On account of this judgment, the amendments were made in the Act from time to time so as to provide that the cost of acquisition in relation to certain assets will be deemed to be Nil. Despite of various items being added in the list of such Nil cost assets, many items had still been left out of the purview of section 55 and the Courts

have continue to hold that no capital gain arises in the cases of transfer of such assets.

In the case of PNB Finance Ltd. v. CIT (2008) 307 ITR 75 (SC), it has been held that the cost of acquisition in relation to the compensation for nationalization of bank is not possible to be determined and therefore no capital gain arise. Similarly the Bombay High Court in the case of CIT v. Sambhaji Nagar Co. Op. Hsg. Soc. Ltd. (2015) 370 ITR 325 (Bom) has held that TDR attached to land owned by co-op. housing society does not have any cost of acquisition and therefore there is no capital gains arising on transfer of such TDR.

There are many such other judgments and decisions of the Tribunal where the assessee has been able to successfully argue that no capital gains arise on account of there being no cost of acquisition in relation to different capital assets.

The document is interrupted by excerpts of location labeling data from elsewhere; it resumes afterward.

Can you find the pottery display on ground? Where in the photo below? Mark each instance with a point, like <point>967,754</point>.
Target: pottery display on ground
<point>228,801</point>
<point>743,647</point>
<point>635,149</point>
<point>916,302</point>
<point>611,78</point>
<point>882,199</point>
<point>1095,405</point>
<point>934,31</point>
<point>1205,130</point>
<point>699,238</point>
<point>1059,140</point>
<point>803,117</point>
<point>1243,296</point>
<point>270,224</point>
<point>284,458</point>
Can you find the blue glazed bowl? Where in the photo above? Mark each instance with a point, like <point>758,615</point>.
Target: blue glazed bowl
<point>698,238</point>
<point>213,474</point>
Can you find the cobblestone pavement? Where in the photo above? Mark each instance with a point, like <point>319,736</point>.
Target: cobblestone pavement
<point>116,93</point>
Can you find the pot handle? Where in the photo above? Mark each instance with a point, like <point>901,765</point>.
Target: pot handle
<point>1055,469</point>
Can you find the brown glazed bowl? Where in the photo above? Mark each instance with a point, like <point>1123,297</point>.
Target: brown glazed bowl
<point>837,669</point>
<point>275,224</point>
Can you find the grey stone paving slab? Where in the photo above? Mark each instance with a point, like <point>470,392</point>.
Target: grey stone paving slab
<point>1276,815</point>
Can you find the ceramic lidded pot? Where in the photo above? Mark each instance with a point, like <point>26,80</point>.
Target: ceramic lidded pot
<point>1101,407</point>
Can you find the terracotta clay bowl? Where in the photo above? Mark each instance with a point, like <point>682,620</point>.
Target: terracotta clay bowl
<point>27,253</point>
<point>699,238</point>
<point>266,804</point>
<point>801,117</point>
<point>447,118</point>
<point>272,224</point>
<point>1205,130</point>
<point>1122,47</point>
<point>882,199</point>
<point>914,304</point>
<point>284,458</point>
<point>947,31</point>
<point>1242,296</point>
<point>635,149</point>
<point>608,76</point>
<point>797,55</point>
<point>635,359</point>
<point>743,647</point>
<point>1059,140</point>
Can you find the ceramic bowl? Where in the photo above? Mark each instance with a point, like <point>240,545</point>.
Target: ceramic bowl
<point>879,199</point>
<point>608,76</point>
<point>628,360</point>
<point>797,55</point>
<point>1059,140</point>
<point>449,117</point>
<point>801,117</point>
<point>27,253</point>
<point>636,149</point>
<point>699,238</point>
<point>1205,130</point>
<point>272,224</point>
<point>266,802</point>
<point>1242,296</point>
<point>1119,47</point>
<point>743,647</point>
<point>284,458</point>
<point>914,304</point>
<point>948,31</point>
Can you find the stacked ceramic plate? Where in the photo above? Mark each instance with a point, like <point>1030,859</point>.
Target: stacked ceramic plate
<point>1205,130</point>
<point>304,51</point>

With this amendment, this argument of the assessee will no more be relevant and in the cases of transfer of intangible asset of any type or any other similar rights, the cost of acquisition will be treated as Nil and capital gains will accordingly be computed.

Amendment in section 45(5A) in line with section 194-IC

Existing provisions

Under the existing provisions of section 45(5A) of the Act, capital gain arising to an individual or HUF from transfer of a land or building or both under a Joint Development Agreement is chargeable to income tax as income of the previous year in which the Certificate of Completion for the whole or part of the project is issued by the competent authority. The sub- section (5A) also provides that the full value of consideration for the purpose of section 48 shall mean the stamp duty value of his share in the constructed area as increased by consideration received in cash, if any, in respect of the specified agreement.

Proposed amendment

Clause – 20 of the Finance Bill seeks to amend the sub-section (5A) of section 45 so as to provide that the full value of consideration for the purpose of section 48 shall mean the stamp duty value of his share in the constructed area as increased by consideration received in cash or by a cheque or draft or by any other mode, in respect of the specified agreement.

Effective Date

The amendment is sought to be made with effect from assessment year 2024-25

Purpose

According to the Memorandum explaining the provisions, the taxpayers are inferring the provisions to mean that any amount of consideration received in a mode other than cash i.e. cheque or electronic payment modes would not be included in the consideration for the purpose of computing capital gains. This interpretation is not in accordance with the intention of law and the same is evident from the provisions of section 194-IC of the Act which provide for deduction of TDS in respect of the specified agreements. The amendment is proposed to align the provisions of section 194-IC with section 45(5A) of the Act.

Conclusion

I express my heartfelt gratitude to the All India Federation of Tax Practitioners to provide me this excellent opportunity to share some of my thoughts in this very important part of the amendments proposed by the Finance Bill 2023. This opportunity has made me go through the proposed amendments in greater detail and accordingly quenched my thirst for education in the best possible manner.